Kapolres Lamandau, AKBP Joko Handono, mengatakan barang bukti yang dimusnahkan telah memperoleh penetapan status barang sitaan dari Kejaksaan Negeri Lamandau. Sebagian barang bukti sebelumnya disisihkan untuk keperluan pemeriksaan laboratorium dan pembuktian di persidangan.
"Dari empat perkara yang berhasil kami ungkap, terdapat tujuh tersangka yang diamankan dengan total barang bukti mencapai 10.440,5 gram sabu," kata Joko.
Kasus dengan barang bukti terbesar diungkap pada 20 Mei 2026 di Desa Cuhai, Kecamatan Lamandau.
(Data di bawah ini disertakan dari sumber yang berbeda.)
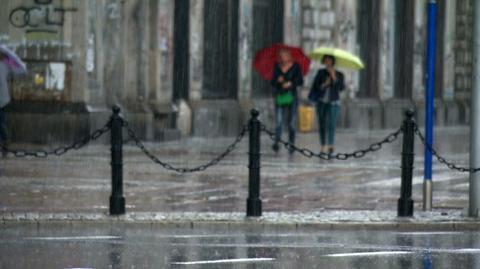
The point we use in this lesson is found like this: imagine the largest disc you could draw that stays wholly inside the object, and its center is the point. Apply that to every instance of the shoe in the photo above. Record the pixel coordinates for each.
(275, 147)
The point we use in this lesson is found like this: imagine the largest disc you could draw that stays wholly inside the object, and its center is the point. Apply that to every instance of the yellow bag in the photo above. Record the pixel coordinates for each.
(306, 116)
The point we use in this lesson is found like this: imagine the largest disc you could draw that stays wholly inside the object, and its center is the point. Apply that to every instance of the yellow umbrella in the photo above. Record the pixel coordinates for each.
(343, 58)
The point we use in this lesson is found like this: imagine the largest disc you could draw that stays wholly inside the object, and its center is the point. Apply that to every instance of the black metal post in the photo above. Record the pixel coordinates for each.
(254, 203)
(405, 203)
(117, 201)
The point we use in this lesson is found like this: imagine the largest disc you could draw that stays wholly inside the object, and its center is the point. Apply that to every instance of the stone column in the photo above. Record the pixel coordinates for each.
(196, 49)
(245, 52)
(292, 22)
(79, 30)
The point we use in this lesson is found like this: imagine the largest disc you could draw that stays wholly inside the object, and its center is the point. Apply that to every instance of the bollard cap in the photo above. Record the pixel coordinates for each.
(409, 113)
(116, 109)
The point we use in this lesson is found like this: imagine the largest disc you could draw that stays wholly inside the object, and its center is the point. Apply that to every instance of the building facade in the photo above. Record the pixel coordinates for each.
(184, 67)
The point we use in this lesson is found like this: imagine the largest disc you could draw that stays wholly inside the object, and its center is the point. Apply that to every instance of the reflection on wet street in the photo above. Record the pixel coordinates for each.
(219, 246)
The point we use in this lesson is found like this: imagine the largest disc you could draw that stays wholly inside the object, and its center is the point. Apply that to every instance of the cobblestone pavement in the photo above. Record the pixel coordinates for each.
(80, 181)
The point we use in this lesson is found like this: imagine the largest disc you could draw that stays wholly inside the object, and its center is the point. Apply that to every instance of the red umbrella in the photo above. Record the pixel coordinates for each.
(266, 58)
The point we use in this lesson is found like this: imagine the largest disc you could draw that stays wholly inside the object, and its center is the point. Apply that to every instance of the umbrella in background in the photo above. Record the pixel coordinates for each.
(266, 58)
(13, 60)
(343, 58)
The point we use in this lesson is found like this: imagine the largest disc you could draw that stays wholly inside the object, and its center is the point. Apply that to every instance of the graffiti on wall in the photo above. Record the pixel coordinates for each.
(42, 17)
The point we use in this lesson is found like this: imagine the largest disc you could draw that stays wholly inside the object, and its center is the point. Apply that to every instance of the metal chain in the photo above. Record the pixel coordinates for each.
(60, 150)
(338, 156)
(203, 167)
(441, 159)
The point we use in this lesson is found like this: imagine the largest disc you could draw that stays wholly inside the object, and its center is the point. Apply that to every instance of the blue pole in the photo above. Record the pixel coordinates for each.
(429, 102)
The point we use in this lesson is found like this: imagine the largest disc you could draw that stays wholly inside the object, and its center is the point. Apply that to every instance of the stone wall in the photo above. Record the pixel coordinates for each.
(464, 49)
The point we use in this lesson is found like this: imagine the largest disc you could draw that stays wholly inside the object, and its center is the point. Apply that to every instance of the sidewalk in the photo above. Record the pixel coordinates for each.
(301, 190)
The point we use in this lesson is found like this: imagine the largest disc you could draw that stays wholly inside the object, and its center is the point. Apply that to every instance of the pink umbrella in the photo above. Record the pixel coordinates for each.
(13, 60)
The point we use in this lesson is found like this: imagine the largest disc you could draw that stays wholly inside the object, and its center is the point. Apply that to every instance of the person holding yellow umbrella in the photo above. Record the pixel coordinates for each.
(326, 88)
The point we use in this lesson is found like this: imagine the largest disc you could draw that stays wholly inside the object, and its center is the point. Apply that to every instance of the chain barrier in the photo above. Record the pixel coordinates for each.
(441, 159)
(60, 150)
(338, 156)
(133, 137)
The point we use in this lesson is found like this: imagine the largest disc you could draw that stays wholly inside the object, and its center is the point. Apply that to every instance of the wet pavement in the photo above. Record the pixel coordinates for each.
(157, 246)
(80, 181)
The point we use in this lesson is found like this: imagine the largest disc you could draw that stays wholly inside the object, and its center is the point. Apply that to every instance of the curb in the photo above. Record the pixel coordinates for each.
(327, 220)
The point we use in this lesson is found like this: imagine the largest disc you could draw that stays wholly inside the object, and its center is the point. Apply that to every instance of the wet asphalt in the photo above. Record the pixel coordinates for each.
(80, 180)
(156, 246)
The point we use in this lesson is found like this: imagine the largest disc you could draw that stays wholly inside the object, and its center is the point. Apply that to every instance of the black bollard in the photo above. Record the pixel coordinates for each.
(405, 202)
(117, 201)
(254, 203)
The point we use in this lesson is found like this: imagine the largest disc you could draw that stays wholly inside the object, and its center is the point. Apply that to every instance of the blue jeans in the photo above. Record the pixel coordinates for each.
(291, 112)
(3, 127)
(327, 121)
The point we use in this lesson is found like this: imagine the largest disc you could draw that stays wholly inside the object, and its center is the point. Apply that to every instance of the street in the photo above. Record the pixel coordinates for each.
(80, 180)
(221, 246)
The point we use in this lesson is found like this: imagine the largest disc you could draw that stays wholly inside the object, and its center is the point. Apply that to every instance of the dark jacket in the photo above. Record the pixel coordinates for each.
(317, 92)
(294, 75)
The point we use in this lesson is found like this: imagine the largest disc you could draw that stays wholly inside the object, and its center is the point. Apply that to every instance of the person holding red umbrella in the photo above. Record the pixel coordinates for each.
(287, 76)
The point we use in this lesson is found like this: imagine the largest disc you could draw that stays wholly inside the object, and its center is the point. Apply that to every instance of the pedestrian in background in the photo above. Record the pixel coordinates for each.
(8, 68)
(325, 91)
(287, 76)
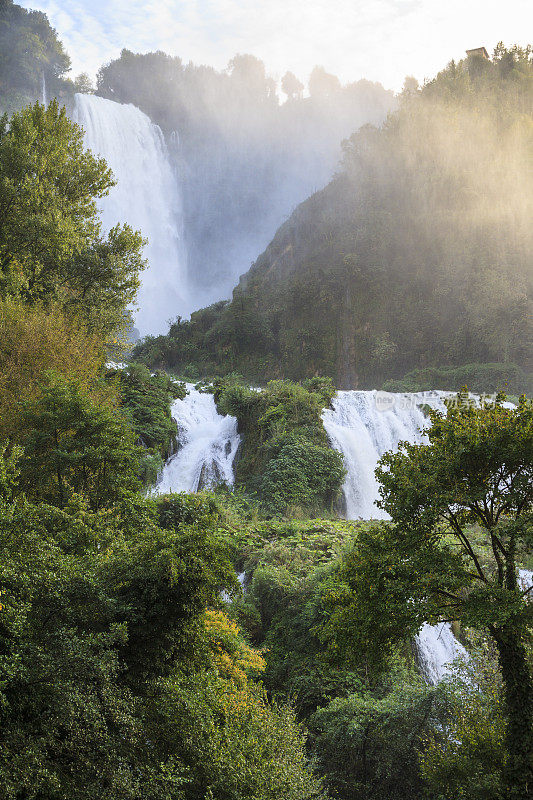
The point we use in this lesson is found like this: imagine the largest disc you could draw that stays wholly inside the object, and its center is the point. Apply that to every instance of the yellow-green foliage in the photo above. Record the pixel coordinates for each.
(33, 341)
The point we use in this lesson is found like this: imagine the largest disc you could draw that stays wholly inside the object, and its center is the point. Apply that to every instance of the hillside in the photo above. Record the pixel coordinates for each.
(417, 255)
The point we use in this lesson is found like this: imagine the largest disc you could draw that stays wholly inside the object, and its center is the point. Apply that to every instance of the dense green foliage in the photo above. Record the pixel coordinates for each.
(431, 563)
(146, 403)
(286, 459)
(30, 52)
(367, 729)
(109, 684)
(51, 248)
(417, 255)
(129, 660)
(76, 445)
(481, 378)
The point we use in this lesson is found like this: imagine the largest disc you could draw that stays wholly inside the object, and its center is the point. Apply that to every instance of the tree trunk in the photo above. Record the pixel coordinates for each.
(518, 773)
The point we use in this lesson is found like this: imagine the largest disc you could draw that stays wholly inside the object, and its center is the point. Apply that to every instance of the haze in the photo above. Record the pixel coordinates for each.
(382, 40)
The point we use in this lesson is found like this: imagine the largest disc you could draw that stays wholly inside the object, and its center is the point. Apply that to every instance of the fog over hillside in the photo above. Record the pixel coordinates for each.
(244, 153)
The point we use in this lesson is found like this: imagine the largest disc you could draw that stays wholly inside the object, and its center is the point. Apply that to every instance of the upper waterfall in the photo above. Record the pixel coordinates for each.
(146, 197)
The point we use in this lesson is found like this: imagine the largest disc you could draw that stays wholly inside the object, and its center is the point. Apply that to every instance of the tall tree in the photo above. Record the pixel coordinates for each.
(461, 509)
(50, 242)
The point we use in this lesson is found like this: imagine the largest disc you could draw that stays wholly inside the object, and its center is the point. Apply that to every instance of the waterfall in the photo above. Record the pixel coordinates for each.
(365, 425)
(146, 197)
(436, 647)
(208, 445)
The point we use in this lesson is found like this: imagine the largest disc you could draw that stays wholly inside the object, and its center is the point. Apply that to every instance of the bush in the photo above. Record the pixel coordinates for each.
(481, 378)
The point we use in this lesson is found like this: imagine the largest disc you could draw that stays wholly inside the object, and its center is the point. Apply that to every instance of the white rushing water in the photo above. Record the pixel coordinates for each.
(208, 445)
(436, 648)
(365, 425)
(146, 197)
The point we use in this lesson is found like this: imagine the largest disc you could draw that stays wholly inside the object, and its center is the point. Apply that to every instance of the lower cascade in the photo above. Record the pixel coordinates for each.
(362, 426)
(436, 647)
(208, 445)
(365, 425)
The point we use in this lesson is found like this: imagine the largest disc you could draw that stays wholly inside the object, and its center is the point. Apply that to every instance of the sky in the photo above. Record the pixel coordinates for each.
(381, 40)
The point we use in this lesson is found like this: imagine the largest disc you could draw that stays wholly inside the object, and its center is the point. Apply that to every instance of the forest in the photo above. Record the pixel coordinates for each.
(247, 642)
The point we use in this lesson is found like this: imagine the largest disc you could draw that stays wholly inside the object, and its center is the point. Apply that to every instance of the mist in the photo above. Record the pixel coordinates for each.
(244, 153)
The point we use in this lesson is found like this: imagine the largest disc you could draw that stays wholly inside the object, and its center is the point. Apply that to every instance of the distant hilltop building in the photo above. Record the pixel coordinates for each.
(478, 51)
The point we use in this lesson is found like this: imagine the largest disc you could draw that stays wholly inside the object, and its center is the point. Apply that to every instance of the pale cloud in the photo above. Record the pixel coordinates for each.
(381, 40)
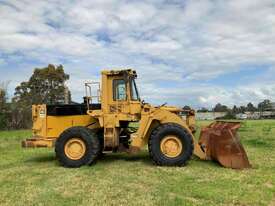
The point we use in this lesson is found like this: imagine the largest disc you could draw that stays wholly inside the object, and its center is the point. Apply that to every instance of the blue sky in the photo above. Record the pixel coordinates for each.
(185, 52)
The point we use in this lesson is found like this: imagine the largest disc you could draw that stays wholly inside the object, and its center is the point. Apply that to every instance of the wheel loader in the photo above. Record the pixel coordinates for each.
(113, 118)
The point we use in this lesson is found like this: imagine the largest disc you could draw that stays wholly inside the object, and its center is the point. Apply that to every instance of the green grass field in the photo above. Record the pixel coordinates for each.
(33, 176)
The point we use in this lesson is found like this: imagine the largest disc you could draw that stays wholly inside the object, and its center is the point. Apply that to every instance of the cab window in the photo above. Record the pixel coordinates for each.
(134, 91)
(119, 89)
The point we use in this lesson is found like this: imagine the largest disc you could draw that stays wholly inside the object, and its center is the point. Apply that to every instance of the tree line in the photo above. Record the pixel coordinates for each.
(265, 105)
(45, 86)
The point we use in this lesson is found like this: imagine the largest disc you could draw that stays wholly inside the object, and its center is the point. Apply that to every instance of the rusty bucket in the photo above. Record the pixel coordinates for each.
(220, 142)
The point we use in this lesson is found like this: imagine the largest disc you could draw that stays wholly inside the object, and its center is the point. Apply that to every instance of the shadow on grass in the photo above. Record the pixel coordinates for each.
(105, 159)
(42, 159)
(112, 158)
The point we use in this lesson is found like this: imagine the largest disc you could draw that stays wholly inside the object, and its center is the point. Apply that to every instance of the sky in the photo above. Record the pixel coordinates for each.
(185, 52)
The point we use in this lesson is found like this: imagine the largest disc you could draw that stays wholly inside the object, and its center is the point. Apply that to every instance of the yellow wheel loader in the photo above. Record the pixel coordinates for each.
(80, 133)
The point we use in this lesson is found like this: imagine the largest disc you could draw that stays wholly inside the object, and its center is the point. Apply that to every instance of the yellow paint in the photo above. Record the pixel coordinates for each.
(75, 149)
(112, 113)
(171, 146)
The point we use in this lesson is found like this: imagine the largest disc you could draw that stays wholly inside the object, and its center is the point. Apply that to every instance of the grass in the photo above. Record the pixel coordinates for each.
(33, 176)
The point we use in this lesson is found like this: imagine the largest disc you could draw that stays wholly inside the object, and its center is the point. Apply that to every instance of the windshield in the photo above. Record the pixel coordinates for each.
(134, 91)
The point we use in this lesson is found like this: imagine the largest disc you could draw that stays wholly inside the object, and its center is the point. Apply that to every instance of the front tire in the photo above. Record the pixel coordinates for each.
(170, 145)
(77, 146)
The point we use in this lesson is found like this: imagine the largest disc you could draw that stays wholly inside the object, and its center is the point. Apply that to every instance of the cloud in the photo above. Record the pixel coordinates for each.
(178, 47)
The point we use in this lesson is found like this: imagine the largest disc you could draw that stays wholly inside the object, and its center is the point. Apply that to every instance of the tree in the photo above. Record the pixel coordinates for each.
(203, 109)
(3, 122)
(45, 86)
(250, 107)
(266, 105)
(220, 108)
(235, 110)
(186, 107)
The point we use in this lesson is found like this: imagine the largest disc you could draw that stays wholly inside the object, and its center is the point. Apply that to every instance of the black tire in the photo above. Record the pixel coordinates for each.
(155, 141)
(90, 140)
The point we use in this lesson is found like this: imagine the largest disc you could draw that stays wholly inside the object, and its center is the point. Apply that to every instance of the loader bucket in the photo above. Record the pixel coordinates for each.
(220, 142)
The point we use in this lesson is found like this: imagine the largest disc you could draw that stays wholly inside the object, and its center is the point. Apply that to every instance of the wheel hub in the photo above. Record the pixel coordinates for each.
(171, 146)
(75, 149)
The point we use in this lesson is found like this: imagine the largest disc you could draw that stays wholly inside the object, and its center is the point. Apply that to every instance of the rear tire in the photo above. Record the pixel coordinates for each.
(77, 146)
(182, 145)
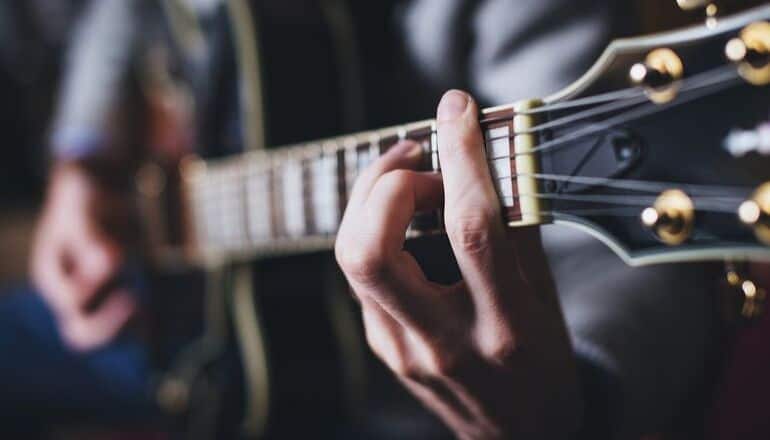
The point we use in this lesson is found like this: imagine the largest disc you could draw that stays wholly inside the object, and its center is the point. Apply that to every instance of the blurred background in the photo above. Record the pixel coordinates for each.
(34, 37)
Dalam perkara tersebut, polisi menyita 5.018 gram sabu dari dua tersangka. Selain itu, petugas juga mengungkap tiga kasus lain dengan barang bukti masing-masing 4.025 gram, 1.219,65 gram, dan 250,50 gram sabu.
Menurut Joko, hasil penyelidikan menunjukkan jaringan yang diungkap merupakan bagian dari jalur peredaran narkotika yang masuk melalui wilayah perbatasan sebelum didistribusikan ke sejumlah daerah di Kalimantan.
"Berdasarkan hasil pengungkapan, jaringan yang berhasil diungkap merupakan bagian dari jalur peredaran narkotika yang masuk melalui wilayah perbatasan dan kemudian diedarkan ke sejumlah daerah di Kalimantan," ujarnya.
Selain empat perkara tersebut, Polres Lamandau mencatat pengungkapan 13 kasus narkotika sepanjang Januari hingga Mei 2026. Dari pengungkapan itu, polisi mengamankan 23 tersangka dengan barang bukti berupa 46,4 kilogram sabu, 15.378 butir pil inex, dan lima cartridge etomidate.
Kapolres menegaskan pemberantasan narkotika akan terus menjadi prioritas jajarannya, terutama untuk memutus jaringan pengedar dan pemasok yang beroperasi di wilayah Lamandau.
"Kami tidak akan memberikan ruang bagi pelaku peredaran narkoba di wilayah Lamandau. Pemberantasan narkotika akan terus menjadi prioritas demi melindungi masyarakat, khususnya generasi muda, dari bahaya narkoba," tegasnya. (zi/jp).